Availability of Code, Software, and Documentation
The code of Nucleome Browser is available at: https://github.com/nucleome
Nucleome Browser can be accessed at: http://www.nucleome.org
Documentation and tutorials are available at: https://nb-docs.readthedocs.io/en/latest
Video tutorials are available at: https://tinyurl.com/nb-video-tutorial
Author Contributions
Conceptualization, X.Z. and J.M.; Methodology, X.Z., Y.Z., and J.M.; Software, X.Z. and Y.Z.; Resources, A.S.B. and J.R.S.; Investigation, X.Z., Y.Z., Y.W., D.T., A.S.B., J.R.S., and J.M.; Writing – Original Draft, Y.Z., X.Z., and J.M.; Writing – Review & Editing, Y.Z., X.Z., A.S.B., J.R.S., and J.M.; Funding Acquisition, A.S.B., J.R.S., and J.M.
Competing Interests
J.R.S. is affiliated with Glencoe Software, a commercial company that builds, delivers, supports and integrates image data management systems across academic, biotech and pharmaceutical industries.

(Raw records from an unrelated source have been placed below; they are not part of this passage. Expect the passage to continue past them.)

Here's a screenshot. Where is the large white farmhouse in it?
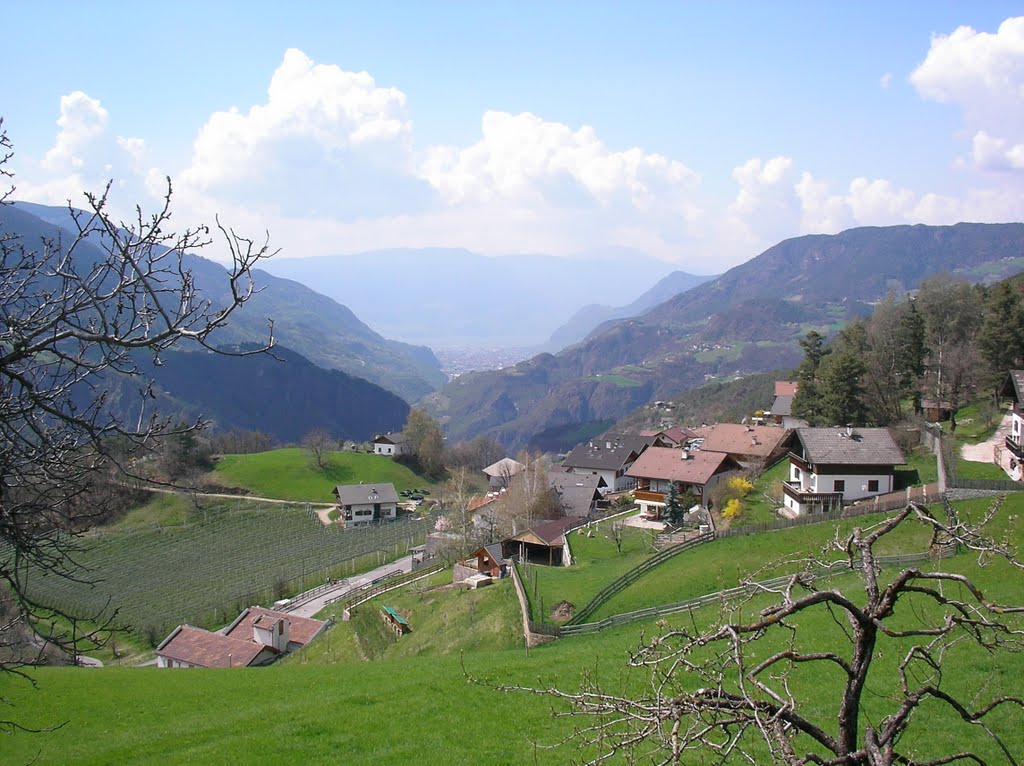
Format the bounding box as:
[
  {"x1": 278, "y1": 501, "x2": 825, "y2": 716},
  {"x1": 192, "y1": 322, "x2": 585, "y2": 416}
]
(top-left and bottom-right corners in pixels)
[{"x1": 782, "y1": 428, "x2": 905, "y2": 516}]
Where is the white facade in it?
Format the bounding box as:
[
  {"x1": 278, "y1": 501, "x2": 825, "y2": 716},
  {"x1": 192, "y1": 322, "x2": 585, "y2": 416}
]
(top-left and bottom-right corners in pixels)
[{"x1": 782, "y1": 460, "x2": 895, "y2": 515}]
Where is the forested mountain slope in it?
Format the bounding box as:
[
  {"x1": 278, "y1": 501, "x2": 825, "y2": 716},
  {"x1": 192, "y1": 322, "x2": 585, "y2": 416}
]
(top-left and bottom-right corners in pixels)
[{"x1": 427, "y1": 223, "x2": 1024, "y2": 448}]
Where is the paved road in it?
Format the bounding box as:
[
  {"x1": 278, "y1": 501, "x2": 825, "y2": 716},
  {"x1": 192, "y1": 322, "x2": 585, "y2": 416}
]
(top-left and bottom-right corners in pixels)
[{"x1": 285, "y1": 556, "x2": 413, "y2": 618}]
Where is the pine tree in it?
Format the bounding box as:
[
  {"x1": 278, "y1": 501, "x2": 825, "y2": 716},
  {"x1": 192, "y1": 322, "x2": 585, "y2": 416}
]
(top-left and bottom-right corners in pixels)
[{"x1": 793, "y1": 330, "x2": 829, "y2": 423}]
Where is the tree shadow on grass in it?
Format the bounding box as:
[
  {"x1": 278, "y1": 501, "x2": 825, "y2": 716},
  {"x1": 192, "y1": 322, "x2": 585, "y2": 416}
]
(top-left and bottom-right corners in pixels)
[
  {"x1": 893, "y1": 468, "x2": 921, "y2": 492},
  {"x1": 323, "y1": 459, "x2": 355, "y2": 485}
]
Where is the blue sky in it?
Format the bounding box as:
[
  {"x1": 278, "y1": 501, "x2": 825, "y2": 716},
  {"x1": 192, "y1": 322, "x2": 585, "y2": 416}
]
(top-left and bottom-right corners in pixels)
[{"x1": 0, "y1": 0, "x2": 1024, "y2": 273}]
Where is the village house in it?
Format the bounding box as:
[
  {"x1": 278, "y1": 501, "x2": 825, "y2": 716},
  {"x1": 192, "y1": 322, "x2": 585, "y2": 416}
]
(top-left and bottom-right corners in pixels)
[
  {"x1": 334, "y1": 482, "x2": 398, "y2": 526},
  {"x1": 452, "y1": 543, "x2": 508, "y2": 583},
  {"x1": 374, "y1": 431, "x2": 413, "y2": 458},
  {"x1": 562, "y1": 433, "x2": 654, "y2": 492},
  {"x1": 502, "y1": 518, "x2": 581, "y2": 566},
  {"x1": 782, "y1": 427, "x2": 904, "y2": 516},
  {"x1": 640, "y1": 426, "x2": 696, "y2": 446},
  {"x1": 1001, "y1": 370, "x2": 1024, "y2": 468},
  {"x1": 629, "y1": 446, "x2": 740, "y2": 519},
  {"x1": 157, "y1": 606, "x2": 328, "y2": 668},
  {"x1": 483, "y1": 458, "x2": 526, "y2": 492},
  {"x1": 548, "y1": 471, "x2": 607, "y2": 517},
  {"x1": 688, "y1": 423, "x2": 794, "y2": 468}
]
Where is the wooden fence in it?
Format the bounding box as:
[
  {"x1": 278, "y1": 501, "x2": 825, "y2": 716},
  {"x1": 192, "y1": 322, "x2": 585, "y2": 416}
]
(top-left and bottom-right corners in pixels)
[
  {"x1": 558, "y1": 545, "x2": 956, "y2": 637},
  {"x1": 327, "y1": 564, "x2": 444, "y2": 610},
  {"x1": 568, "y1": 533, "x2": 715, "y2": 625}
]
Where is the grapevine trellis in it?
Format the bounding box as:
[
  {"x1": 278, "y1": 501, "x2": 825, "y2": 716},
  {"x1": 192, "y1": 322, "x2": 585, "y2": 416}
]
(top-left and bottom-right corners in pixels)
[{"x1": 12, "y1": 502, "x2": 432, "y2": 632}]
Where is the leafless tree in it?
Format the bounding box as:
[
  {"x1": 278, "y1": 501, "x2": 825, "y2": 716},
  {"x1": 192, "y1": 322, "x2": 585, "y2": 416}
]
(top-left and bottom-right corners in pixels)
[
  {"x1": 491, "y1": 502, "x2": 1024, "y2": 766},
  {"x1": 302, "y1": 428, "x2": 338, "y2": 471},
  {"x1": 0, "y1": 122, "x2": 273, "y2": 716}
]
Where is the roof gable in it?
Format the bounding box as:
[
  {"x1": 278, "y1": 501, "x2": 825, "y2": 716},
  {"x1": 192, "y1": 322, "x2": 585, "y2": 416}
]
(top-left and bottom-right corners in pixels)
[
  {"x1": 626, "y1": 446, "x2": 739, "y2": 485},
  {"x1": 797, "y1": 428, "x2": 906, "y2": 466},
  {"x1": 334, "y1": 481, "x2": 398, "y2": 505},
  {"x1": 224, "y1": 606, "x2": 326, "y2": 645},
  {"x1": 775, "y1": 380, "x2": 800, "y2": 396},
  {"x1": 700, "y1": 423, "x2": 793, "y2": 458},
  {"x1": 483, "y1": 458, "x2": 526, "y2": 478},
  {"x1": 562, "y1": 433, "x2": 654, "y2": 471},
  {"x1": 157, "y1": 625, "x2": 275, "y2": 668}
]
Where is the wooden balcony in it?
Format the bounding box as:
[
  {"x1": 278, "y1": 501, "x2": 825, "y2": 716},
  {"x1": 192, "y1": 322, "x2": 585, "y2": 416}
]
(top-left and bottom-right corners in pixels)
[
  {"x1": 782, "y1": 481, "x2": 843, "y2": 508},
  {"x1": 1007, "y1": 434, "x2": 1024, "y2": 460},
  {"x1": 633, "y1": 490, "x2": 665, "y2": 504}
]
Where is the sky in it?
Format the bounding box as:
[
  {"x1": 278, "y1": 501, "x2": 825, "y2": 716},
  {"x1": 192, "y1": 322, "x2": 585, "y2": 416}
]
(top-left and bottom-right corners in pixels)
[{"x1": 0, "y1": 0, "x2": 1024, "y2": 273}]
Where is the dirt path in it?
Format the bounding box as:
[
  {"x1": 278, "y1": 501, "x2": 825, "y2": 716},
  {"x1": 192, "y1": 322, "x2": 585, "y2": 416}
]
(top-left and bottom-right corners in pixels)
[
  {"x1": 961, "y1": 413, "x2": 1019, "y2": 478},
  {"x1": 284, "y1": 556, "x2": 413, "y2": 618}
]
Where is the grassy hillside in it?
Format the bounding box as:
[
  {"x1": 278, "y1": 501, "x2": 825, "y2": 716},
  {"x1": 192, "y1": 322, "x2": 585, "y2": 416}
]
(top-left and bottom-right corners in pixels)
[
  {"x1": 23, "y1": 498, "x2": 429, "y2": 638},
  {"x1": 214, "y1": 446, "x2": 434, "y2": 503},
  {"x1": 4, "y1": 495, "x2": 1024, "y2": 766}
]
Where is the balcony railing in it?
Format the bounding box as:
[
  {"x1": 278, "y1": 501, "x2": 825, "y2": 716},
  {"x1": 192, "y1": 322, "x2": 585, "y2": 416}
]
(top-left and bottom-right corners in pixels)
[
  {"x1": 782, "y1": 481, "x2": 843, "y2": 507},
  {"x1": 1007, "y1": 434, "x2": 1024, "y2": 459},
  {"x1": 633, "y1": 490, "x2": 665, "y2": 503}
]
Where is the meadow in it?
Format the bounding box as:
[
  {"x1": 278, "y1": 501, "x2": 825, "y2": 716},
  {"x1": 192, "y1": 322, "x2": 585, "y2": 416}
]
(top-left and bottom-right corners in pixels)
[
  {"x1": 23, "y1": 496, "x2": 430, "y2": 638},
  {"x1": 5, "y1": 495, "x2": 1024, "y2": 764},
  {"x1": 213, "y1": 446, "x2": 434, "y2": 503}
]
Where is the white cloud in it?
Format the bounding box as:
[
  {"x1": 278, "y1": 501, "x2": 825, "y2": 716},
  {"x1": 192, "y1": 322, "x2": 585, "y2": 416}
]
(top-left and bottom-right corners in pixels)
[
  {"x1": 910, "y1": 16, "x2": 1024, "y2": 170},
  {"x1": 723, "y1": 157, "x2": 800, "y2": 253},
  {"x1": 16, "y1": 90, "x2": 147, "y2": 209},
  {"x1": 971, "y1": 130, "x2": 1024, "y2": 170},
  {"x1": 181, "y1": 48, "x2": 432, "y2": 218},
  {"x1": 420, "y1": 112, "x2": 698, "y2": 210}
]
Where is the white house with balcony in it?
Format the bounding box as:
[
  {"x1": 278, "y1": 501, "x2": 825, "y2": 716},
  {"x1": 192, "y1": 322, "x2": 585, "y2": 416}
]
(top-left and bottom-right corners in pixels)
[
  {"x1": 1001, "y1": 370, "x2": 1024, "y2": 467},
  {"x1": 374, "y1": 431, "x2": 413, "y2": 458},
  {"x1": 334, "y1": 482, "x2": 398, "y2": 526},
  {"x1": 782, "y1": 427, "x2": 905, "y2": 516}
]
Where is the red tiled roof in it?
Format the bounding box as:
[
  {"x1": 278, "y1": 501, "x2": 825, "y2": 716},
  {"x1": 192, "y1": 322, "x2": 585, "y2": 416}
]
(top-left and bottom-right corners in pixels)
[
  {"x1": 157, "y1": 625, "x2": 278, "y2": 668},
  {"x1": 225, "y1": 606, "x2": 324, "y2": 645},
  {"x1": 466, "y1": 495, "x2": 498, "y2": 513},
  {"x1": 626, "y1": 446, "x2": 738, "y2": 485}
]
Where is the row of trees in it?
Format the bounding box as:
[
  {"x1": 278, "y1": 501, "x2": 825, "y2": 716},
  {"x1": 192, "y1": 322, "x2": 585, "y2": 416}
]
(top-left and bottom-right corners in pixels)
[{"x1": 793, "y1": 275, "x2": 1024, "y2": 425}]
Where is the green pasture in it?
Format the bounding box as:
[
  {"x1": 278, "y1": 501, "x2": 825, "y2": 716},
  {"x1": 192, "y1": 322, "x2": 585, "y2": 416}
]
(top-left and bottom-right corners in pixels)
[
  {"x1": 519, "y1": 520, "x2": 655, "y2": 623},
  {"x1": 4, "y1": 496, "x2": 1024, "y2": 765},
  {"x1": 214, "y1": 446, "x2": 434, "y2": 503},
  {"x1": 20, "y1": 496, "x2": 429, "y2": 638}
]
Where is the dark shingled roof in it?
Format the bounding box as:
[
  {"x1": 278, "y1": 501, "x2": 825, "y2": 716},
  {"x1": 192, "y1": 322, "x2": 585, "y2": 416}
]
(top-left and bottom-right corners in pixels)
[
  {"x1": 555, "y1": 484, "x2": 601, "y2": 516},
  {"x1": 374, "y1": 431, "x2": 409, "y2": 444},
  {"x1": 483, "y1": 458, "x2": 526, "y2": 478},
  {"x1": 700, "y1": 423, "x2": 793, "y2": 458},
  {"x1": 1010, "y1": 370, "x2": 1024, "y2": 405},
  {"x1": 771, "y1": 396, "x2": 793, "y2": 415},
  {"x1": 224, "y1": 606, "x2": 325, "y2": 645},
  {"x1": 157, "y1": 625, "x2": 278, "y2": 668},
  {"x1": 334, "y1": 481, "x2": 398, "y2": 505},
  {"x1": 562, "y1": 433, "x2": 654, "y2": 471},
  {"x1": 797, "y1": 428, "x2": 905, "y2": 466},
  {"x1": 626, "y1": 446, "x2": 738, "y2": 485},
  {"x1": 548, "y1": 470, "x2": 608, "y2": 490}
]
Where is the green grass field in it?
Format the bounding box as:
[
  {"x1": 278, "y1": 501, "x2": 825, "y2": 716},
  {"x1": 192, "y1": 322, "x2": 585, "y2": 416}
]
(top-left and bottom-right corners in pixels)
[
  {"x1": 520, "y1": 520, "x2": 655, "y2": 623},
  {"x1": 4, "y1": 495, "x2": 1024, "y2": 766},
  {"x1": 214, "y1": 448, "x2": 434, "y2": 503},
  {"x1": 23, "y1": 496, "x2": 429, "y2": 637}
]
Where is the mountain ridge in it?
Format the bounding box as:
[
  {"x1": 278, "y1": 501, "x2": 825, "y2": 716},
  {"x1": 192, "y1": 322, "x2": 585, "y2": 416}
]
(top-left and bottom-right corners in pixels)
[{"x1": 424, "y1": 223, "x2": 1024, "y2": 448}]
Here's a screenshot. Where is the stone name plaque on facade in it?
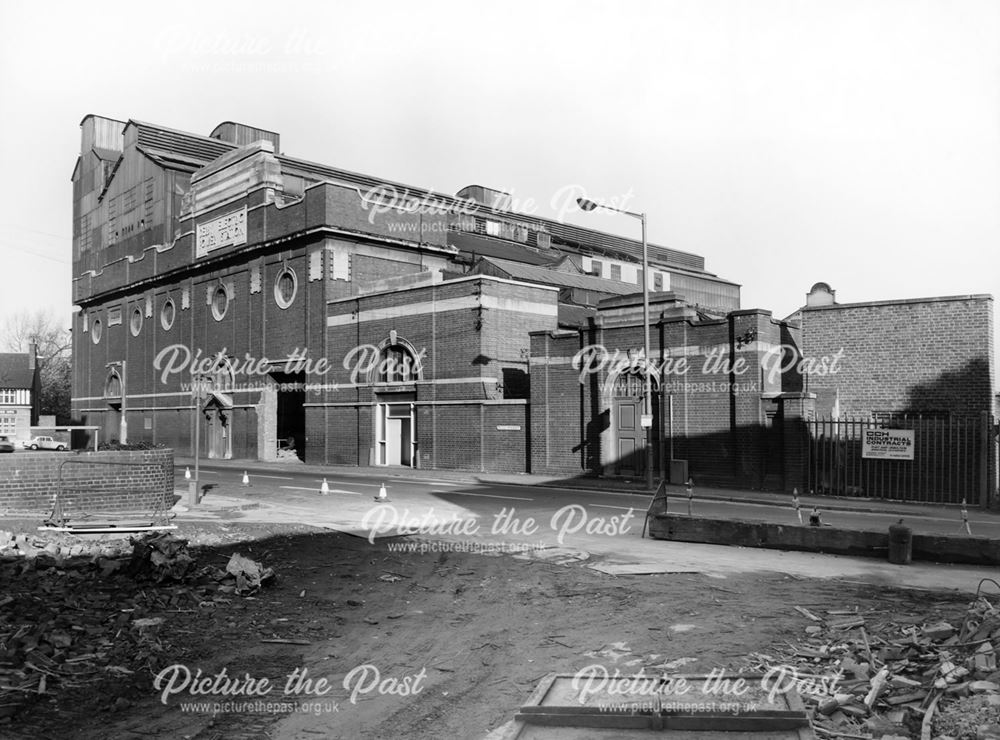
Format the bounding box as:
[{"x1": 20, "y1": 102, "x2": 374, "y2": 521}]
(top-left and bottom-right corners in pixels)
[{"x1": 195, "y1": 207, "x2": 247, "y2": 258}]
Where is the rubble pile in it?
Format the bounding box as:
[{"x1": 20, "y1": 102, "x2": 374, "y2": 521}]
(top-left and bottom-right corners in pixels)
[
  {"x1": 0, "y1": 530, "x2": 123, "y2": 563},
  {"x1": 0, "y1": 533, "x2": 273, "y2": 734},
  {"x1": 746, "y1": 595, "x2": 1000, "y2": 740}
]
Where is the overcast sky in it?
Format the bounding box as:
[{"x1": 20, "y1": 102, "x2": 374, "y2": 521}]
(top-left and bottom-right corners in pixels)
[{"x1": 0, "y1": 0, "x2": 1000, "y2": 338}]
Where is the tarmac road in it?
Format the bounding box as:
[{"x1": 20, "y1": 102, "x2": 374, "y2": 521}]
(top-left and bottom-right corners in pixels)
[{"x1": 175, "y1": 460, "x2": 1000, "y2": 592}]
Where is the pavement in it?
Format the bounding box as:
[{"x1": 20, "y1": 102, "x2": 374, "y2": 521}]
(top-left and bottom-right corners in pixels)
[{"x1": 166, "y1": 458, "x2": 1000, "y2": 593}]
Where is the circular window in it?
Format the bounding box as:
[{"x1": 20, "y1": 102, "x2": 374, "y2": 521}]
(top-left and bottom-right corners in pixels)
[
  {"x1": 129, "y1": 308, "x2": 142, "y2": 337},
  {"x1": 212, "y1": 285, "x2": 229, "y2": 321},
  {"x1": 160, "y1": 298, "x2": 177, "y2": 331},
  {"x1": 274, "y1": 267, "x2": 299, "y2": 308}
]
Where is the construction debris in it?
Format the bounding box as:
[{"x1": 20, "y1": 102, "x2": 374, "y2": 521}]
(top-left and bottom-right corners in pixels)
[
  {"x1": 746, "y1": 594, "x2": 1000, "y2": 740},
  {"x1": 129, "y1": 532, "x2": 194, "y2": 583},
  {"x1": 226, "y1": 552, "x2": 274, "y2": 595},
  {"x1": 0, "y1": 533, "x2": 278, "y2": 734}
]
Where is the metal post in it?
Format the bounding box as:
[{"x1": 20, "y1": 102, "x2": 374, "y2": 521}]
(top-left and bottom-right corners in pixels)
[
  {"x1": 639, "y1": 213, "x2": 653, "y2": 491},
  {"x1": 188, "y1": 378, "x2": 201, "y2": 506}
]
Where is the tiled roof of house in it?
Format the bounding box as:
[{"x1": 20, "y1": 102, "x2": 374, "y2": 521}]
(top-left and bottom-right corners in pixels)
[{"x1": 0, "y1": 352, "x2": 34, "y2": 389}]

The remaining authors declare no competing interests.
Acknowledgement
Nucleome Browser was first introduced to the community during the 2018 Annual Meeting of the NIH 4D Nucleome Consortium (San Diego, CA). The authors would like to thank members of the 4D Nucleome Consortium and the broad 3D genome community for feedback and suggestions that have improved the tool. The authors are also grateful to members of the Ma lab for helpful discussions and comments on the manuscript. This work was supported by the National Institutes of Health Common Fund 4D Nucleome Program grants U54DK107965 (A.S.B. and J.M.), U54DK107965-05S1 (J.R.S. and J.M.), and UM1HG011593 (A.S.B., J.R.S., and J.M.). J.M. is additionally supported by a Guggenheim Fellowship from the John Simon Guggenheim Memorial Foundation.